Regulation of Multiple Employer Welfare Benefit Plans (MEWAs) Under State Insurance Laws and ERISA: 

  • MEWA:  An employee welfare benefit plan for more than one employer.
    • Different from multiemployer plan because there is no collective bargaining agreement.
    • Often used by industry trade associations to offer health care, but the plans often collapse.
    • ERISA § 516(b)(6) creates preemption rules for these:
      • If fully insured, the MEWA is only governed by state insurance laws that govern financial standards.
      • If not fully insured, the plan is subject to ERISA Title I and applicable state insurance laws that are consistent with ERISA.

 

 

Holford v.
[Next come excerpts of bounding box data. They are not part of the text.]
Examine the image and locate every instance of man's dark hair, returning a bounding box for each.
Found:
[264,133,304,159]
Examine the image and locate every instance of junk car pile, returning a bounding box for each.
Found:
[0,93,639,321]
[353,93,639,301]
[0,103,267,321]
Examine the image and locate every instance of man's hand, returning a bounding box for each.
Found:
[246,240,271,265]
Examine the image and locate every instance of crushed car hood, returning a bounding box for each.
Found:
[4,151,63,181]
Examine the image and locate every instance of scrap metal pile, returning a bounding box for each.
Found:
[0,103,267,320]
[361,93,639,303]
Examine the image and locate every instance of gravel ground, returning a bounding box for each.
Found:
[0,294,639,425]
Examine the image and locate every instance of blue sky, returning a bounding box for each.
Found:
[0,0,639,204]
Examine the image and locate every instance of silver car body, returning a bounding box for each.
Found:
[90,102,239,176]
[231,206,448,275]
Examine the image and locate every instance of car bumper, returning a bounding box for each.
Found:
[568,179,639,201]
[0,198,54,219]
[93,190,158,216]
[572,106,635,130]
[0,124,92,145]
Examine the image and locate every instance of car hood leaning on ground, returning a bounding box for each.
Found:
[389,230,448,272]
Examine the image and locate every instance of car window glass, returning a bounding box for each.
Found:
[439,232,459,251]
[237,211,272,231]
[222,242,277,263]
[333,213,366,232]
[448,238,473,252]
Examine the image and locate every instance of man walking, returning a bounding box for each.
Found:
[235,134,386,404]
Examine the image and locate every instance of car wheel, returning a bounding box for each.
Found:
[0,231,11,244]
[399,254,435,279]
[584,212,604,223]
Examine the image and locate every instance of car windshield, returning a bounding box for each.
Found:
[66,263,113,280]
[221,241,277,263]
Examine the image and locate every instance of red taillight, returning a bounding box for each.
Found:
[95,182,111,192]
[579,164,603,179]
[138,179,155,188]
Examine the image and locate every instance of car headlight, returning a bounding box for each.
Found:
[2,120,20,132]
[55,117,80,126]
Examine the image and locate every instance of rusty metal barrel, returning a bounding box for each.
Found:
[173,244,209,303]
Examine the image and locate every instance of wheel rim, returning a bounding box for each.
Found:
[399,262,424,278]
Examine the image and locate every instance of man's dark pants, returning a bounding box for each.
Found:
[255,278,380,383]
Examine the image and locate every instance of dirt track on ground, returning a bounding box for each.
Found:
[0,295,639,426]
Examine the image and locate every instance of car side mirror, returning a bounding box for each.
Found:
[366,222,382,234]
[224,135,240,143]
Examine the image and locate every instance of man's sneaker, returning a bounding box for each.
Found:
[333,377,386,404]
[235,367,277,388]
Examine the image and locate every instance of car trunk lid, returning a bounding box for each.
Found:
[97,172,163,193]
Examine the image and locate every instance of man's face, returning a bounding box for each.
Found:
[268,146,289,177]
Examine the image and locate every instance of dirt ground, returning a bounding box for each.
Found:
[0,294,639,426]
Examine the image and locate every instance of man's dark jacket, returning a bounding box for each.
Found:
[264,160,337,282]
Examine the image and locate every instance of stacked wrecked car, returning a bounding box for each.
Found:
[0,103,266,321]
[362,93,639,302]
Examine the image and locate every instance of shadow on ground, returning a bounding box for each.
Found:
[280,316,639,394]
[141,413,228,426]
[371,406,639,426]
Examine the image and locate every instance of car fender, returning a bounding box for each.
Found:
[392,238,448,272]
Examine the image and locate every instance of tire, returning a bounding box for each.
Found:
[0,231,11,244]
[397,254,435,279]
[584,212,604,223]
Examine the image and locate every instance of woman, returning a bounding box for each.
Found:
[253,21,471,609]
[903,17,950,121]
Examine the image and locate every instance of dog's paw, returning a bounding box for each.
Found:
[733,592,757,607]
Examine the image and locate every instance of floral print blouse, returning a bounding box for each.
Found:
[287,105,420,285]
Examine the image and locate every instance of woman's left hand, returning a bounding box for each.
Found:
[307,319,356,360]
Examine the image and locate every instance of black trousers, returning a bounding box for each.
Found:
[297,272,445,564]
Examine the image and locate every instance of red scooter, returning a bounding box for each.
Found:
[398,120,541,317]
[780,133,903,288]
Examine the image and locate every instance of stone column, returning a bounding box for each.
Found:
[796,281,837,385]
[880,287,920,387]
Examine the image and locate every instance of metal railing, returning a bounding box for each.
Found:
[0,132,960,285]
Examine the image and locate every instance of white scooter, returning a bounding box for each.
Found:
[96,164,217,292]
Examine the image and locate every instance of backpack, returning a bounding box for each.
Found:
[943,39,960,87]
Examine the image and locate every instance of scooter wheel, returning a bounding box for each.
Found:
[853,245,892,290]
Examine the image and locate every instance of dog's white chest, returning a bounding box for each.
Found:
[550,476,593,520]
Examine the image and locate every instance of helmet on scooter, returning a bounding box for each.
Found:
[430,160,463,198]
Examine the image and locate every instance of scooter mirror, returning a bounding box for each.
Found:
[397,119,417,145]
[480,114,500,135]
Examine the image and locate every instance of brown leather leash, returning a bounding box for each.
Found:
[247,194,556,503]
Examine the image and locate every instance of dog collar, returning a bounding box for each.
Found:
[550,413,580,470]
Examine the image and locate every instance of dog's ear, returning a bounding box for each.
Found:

Exhibit Design Consultants (MI USDC 2002) 

Statement of the Case:

      Holford, terminated plan participant, seeks actual and statutory damages, and legal fees, alleging that her Company violated ERISA § 606 by failing to provide her with written notice of her right to continue health coverage upon termination of her employment under COBRA, since the notice was only in the Employee Handbook. 

Issue:

      Whether a terminated employee’s Company violated ERISA § 606 by failing to provide her with written notice of her right to continue health coverage upon termination of her employment under COBRA, since the notice was only in the Employee Handbook.

Procedural Result:

      Judgment for the Participant.

Holding:

      Terminated Employee’s Company violated ERISA § 606 by failing to provide her with written notice of her right to continue health coverage upon termination of her employment under COBRA, since the notice was only in the Employee Handbook, thus entitling her to actual damage payment of medical expenses, punitive statutory damages, and attorney’s fees.

Reasoning:

  • COBRA Litigation Rules:
    • Notification requirements of COBRA are clear that an employer must notify plan administrator of a termination within 30 days (606(a)(2)).
    • Administrator then has 14 days to notify the beneficiary of her right to continue coverage under COBRA, and the participant has 60 days to accept (606(a)(4)).
    • Notice Under COBRA:
      • § gives no direction on what constitutes notice.
      • Mailed notice to the employee’s last known address is deemed “Good Faith Compliance” with COBRA’s notification requirement.